Fragmen Larut Malam


terlelap sudah manusia pemilik dendam sampai ke ubun-ubun. tak ada yang pernah padam dalam dadanya, sebab tidur hanyalah mengistirahatkan amarah dan kesumat untuk sementara. energi yang pulih akan kembali bergolak menuntut pelampiasan seperti yang selalu ada dalam mimpi-mimpi tentang ken arok yang mengkhianati tunggul ametung. atau tentang rahwana yang angkara murkanya tak mempan digencet gunung sondara-sondari, meski tubuhnya hancur berkeping-keping. segala sistem yang bekerja di tubuhnya hanya memiliki satu tujuan: menghancurkan segala sesuatu yang telah membuatnya menderita.

raga yang kurus tak terawat hanyalah semacam media tempat segala kegundahan menunggu saat yang tepat untuk berontak. memberontak terhadap kemapanan yang menjungkirbalikkan akal sehat manusia beradab. memberontak terhadap sinisme kolektif yang mencampakannya pada predikat yang telah menggoncangkan egonya. memberontak pada kezaliman puitis dan basa-basi yang diam-diam memuntahkan kutukan yang mengerangkeng garis takdirnya. memberontak pada keindahan palsu yang telah memperkosa kepekaannya menikmati senja yang tulus.

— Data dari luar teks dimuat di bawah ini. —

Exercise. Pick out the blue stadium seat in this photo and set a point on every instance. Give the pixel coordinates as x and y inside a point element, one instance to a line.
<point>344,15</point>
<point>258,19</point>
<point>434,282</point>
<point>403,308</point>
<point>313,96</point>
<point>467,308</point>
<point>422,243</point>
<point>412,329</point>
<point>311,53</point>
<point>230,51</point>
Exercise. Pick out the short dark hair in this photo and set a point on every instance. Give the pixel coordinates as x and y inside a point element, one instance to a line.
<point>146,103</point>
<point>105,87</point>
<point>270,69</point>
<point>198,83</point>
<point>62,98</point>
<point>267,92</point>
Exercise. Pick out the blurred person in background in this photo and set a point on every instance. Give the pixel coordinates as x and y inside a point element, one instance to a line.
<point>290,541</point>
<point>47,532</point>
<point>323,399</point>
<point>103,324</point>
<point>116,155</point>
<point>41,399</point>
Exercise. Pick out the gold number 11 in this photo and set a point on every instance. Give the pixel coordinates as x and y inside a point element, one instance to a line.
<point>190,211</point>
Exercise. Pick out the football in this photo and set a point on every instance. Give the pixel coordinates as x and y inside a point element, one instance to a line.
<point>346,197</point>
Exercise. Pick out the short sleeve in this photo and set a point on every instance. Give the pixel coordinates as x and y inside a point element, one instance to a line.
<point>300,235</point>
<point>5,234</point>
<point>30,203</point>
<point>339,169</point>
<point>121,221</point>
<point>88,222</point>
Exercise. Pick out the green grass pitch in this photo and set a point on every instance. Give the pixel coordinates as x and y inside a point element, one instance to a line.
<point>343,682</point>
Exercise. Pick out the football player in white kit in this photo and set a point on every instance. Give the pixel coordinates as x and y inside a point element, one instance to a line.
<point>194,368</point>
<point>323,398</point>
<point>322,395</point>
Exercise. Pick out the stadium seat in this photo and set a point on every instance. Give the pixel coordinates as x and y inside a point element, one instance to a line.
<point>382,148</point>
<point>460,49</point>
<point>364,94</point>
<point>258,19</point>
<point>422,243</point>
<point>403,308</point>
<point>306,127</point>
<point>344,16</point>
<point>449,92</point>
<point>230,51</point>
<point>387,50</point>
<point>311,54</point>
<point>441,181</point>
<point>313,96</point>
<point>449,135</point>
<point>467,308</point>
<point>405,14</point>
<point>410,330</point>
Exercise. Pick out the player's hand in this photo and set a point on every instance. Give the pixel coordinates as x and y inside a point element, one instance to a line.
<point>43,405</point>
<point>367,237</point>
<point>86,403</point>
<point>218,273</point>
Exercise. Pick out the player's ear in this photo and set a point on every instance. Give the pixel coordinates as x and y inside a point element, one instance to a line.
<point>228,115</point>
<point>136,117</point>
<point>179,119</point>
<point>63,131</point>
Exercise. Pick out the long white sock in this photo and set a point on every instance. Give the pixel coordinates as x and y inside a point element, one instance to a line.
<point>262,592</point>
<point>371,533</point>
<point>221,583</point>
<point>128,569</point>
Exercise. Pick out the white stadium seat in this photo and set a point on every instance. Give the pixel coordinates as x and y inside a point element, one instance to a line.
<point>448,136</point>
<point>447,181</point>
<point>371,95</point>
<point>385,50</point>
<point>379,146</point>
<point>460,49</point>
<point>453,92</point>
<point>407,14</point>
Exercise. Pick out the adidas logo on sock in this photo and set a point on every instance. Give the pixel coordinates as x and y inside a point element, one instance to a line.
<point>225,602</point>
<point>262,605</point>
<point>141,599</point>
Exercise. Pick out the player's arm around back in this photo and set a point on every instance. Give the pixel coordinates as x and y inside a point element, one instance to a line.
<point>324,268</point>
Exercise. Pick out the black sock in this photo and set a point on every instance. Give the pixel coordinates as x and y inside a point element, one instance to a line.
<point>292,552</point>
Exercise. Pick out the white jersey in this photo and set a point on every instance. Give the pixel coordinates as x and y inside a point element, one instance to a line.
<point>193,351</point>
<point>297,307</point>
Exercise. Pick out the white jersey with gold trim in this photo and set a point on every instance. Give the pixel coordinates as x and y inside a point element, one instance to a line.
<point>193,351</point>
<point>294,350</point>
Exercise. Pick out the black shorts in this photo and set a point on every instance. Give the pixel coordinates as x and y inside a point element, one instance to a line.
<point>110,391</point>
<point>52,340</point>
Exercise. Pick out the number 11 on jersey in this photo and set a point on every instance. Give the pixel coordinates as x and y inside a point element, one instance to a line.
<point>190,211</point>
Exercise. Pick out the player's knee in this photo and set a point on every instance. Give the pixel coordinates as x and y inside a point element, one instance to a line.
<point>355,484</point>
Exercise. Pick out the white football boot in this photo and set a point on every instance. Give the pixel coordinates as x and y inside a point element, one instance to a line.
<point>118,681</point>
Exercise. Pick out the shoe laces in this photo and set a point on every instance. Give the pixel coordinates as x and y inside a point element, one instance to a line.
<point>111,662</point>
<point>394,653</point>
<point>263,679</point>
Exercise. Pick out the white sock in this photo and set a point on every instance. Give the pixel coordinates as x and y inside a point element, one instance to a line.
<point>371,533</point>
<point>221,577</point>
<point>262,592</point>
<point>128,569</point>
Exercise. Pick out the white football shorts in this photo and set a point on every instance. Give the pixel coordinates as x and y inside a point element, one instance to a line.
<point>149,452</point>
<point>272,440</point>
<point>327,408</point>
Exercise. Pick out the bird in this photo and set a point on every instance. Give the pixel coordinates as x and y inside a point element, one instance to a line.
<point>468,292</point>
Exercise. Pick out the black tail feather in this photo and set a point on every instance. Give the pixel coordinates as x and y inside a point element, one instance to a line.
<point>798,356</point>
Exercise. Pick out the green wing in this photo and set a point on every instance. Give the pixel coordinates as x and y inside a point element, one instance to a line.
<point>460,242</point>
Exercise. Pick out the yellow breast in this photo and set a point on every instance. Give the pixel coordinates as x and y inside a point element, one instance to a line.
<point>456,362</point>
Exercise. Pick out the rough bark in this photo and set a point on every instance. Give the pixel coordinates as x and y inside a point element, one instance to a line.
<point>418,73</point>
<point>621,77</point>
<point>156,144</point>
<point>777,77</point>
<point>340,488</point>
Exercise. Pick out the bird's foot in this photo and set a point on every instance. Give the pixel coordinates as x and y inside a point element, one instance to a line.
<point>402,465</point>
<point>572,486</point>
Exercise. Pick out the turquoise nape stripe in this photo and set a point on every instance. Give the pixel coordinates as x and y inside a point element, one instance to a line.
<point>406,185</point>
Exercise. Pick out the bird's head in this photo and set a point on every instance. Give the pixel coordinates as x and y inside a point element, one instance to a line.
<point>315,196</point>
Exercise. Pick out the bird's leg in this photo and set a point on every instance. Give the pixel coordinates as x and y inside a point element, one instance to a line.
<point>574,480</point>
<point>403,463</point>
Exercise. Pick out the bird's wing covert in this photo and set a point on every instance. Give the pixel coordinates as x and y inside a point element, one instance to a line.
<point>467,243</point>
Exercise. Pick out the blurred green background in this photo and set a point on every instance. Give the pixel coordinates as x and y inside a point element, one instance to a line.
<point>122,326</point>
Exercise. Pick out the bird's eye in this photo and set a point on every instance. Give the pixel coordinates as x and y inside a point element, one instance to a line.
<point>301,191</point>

entah siapa yang telah menjebloskannya ke dalam kesunyian yang tak lagi menjanjikan kedamaian. segala hak yang dimilikinya untuk menikmati hari-hari penuh pelangi telah lama mengering dan mati. yang tersisa hanyalah persekutuan antara kegelapan dan hasrat untuk memuntahkan segala kemarahan yang tak kuasa lagi disembunyikannya dalam sopan satun hipokrit yang selama ini selalu dipertahankannya sekuat tenaga. ditelantarkan waktu, semua pagar itu telah berkarat dan rapuh. senyuman aneh terukir pada wajah lelap yang gelisah. senyuman yang tak seorang pun mengetahui maknanya.

malam kian larut, gelisah menunggu matahari.